= Lisiard Le Riche =

French lord

Lisiard Le Riche (b. circa 900, d. after 941) was the Lord of Sceaux and a knight serving Hugh the Great, the Duke of Burgundy.

Lisiard Le Riche was born sometime around the year 900 to father Teudon Le Riche, Viscount of Paris. Le Riche had three children, all of whom went on to serve in positions of privilege and prestige amongst the nobility and ruling class of 10th-century France. Lisiard's son Ansoud I, viscount of Auxerre, married the concubine of Hugh the Great, Raingarde de Dijon, and became guardian of their son, Héribert Robertien, the future bishop of Auxerre.

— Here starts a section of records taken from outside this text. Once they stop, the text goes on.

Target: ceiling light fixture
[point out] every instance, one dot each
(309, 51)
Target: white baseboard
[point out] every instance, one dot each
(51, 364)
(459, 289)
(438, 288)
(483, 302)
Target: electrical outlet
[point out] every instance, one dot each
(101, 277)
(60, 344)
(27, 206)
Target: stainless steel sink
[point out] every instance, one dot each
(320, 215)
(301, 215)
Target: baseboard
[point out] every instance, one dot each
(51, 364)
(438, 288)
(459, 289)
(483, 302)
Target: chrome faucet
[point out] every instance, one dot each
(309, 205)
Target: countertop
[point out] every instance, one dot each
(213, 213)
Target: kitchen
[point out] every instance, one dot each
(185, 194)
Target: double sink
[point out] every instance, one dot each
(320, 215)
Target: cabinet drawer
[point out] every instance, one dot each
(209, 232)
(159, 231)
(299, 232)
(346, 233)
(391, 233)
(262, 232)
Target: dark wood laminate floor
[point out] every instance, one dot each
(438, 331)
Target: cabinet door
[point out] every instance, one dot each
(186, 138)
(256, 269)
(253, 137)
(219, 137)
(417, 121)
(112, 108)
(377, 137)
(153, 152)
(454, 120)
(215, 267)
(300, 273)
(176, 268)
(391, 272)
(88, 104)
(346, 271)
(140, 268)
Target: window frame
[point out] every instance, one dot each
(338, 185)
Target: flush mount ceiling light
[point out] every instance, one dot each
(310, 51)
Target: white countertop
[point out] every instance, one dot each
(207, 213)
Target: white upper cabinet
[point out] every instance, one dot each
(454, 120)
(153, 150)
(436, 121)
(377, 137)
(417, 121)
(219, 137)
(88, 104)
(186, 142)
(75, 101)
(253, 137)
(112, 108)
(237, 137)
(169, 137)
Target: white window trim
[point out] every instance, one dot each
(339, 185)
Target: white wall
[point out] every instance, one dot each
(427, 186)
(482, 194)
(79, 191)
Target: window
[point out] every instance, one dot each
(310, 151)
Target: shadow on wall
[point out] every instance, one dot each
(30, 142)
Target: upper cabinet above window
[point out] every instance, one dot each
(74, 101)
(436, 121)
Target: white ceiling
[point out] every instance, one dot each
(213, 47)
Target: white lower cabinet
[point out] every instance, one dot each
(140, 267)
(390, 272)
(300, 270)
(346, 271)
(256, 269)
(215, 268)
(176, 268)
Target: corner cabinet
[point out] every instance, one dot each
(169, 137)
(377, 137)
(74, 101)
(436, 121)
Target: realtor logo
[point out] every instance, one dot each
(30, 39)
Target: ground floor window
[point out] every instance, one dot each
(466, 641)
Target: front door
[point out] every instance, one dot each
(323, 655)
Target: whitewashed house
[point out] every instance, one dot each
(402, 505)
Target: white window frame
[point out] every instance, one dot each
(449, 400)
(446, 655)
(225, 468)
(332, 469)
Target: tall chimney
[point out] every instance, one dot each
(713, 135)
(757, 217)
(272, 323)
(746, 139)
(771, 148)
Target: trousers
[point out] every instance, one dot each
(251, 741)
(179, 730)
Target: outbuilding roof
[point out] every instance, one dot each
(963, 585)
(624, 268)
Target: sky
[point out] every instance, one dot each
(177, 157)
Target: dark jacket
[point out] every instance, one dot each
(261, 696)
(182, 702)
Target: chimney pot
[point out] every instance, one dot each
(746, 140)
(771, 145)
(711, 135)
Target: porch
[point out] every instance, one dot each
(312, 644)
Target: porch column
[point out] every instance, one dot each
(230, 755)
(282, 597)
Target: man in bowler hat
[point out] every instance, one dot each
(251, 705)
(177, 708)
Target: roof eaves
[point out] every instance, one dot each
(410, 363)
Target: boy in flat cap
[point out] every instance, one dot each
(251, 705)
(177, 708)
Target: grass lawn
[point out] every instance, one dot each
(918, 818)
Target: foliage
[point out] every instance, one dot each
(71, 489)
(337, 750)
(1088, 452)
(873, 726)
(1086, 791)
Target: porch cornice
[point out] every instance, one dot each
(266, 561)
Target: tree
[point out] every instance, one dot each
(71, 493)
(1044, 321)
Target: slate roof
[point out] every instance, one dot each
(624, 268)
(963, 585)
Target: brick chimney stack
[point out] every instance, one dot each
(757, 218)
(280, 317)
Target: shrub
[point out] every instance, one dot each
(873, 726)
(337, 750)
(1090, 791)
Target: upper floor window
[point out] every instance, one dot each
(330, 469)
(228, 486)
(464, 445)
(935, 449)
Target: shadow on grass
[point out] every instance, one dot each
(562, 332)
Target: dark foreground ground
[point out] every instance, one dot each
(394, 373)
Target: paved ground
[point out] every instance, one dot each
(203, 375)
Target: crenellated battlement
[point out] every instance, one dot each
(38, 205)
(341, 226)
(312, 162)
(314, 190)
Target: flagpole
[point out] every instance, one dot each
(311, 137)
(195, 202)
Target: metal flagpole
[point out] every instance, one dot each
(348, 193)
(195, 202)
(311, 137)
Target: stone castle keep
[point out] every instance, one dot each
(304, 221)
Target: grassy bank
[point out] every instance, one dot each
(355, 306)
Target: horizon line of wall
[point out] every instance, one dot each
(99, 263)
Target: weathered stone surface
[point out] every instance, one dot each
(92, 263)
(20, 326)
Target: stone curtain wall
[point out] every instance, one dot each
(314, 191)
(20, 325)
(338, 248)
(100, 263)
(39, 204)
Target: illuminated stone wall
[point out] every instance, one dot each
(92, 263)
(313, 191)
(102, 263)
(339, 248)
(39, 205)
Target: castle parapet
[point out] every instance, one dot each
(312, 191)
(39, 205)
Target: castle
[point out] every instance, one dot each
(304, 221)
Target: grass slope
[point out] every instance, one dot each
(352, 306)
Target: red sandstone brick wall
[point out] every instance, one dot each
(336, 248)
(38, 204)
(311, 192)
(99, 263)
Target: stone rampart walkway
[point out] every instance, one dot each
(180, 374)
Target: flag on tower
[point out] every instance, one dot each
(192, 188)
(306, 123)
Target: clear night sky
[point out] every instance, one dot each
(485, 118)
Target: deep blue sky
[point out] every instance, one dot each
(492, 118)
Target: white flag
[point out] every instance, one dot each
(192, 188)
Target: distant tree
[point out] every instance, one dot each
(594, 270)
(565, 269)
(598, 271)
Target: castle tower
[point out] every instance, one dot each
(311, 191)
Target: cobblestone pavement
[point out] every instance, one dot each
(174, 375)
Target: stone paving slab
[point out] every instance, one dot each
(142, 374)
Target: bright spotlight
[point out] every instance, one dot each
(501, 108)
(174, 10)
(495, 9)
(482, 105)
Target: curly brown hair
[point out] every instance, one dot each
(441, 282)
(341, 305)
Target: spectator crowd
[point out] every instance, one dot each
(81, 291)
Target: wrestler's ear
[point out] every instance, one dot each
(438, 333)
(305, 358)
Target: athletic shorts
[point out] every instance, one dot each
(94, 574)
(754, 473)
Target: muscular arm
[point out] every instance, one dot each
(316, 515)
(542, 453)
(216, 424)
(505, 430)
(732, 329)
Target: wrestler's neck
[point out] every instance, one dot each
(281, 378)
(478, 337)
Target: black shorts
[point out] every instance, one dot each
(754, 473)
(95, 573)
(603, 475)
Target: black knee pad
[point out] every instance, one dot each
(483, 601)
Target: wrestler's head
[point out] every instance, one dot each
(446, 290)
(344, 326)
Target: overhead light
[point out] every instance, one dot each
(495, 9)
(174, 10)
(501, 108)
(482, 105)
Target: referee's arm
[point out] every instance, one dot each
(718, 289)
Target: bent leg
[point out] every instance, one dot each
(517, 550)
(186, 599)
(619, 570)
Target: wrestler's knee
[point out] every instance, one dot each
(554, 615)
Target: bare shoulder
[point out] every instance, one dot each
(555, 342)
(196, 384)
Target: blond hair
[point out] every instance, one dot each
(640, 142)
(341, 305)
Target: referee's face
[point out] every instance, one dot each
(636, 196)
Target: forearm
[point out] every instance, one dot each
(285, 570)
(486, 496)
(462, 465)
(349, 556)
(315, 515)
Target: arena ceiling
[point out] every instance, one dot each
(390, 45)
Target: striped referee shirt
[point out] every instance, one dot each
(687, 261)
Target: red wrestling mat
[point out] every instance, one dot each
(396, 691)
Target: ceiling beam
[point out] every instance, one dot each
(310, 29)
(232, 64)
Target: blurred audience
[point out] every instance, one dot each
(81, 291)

Lisiard's other son, Joseph Le Riche, served as the Archbishop of Tours from approximately 952 to 960, and Lisiar's daughter Elizabeth married Aymon, count of Corbeil, forming the long line of the counts of Corbeil.

In 941, Lisiard made a pilgrimage to Fleury Abbey, which was a rite of passage for French noblemen of the time, and one that would potentially offer Lisiard both increased political power and higher status. During this pilgrimage, Lisiard took the habit (wearing the robes of monks), studied from the extensive library of religious texts that had been assembled there, and made a written pledge of lands that would later pass to the monastery of Saint-Benoît-sur-Loire. This written proclamation was signed by a long list of contemporary dignitaries, including Hugh the Great, Duke of Burgundy, Bernard II, Count of Senlis, Theobald I, Count of Blois, Fulk I, Count of Anjou, Ralph II, Count of Valois, Aymon, Count of Corbeil, and Fromond I, Count of Sens.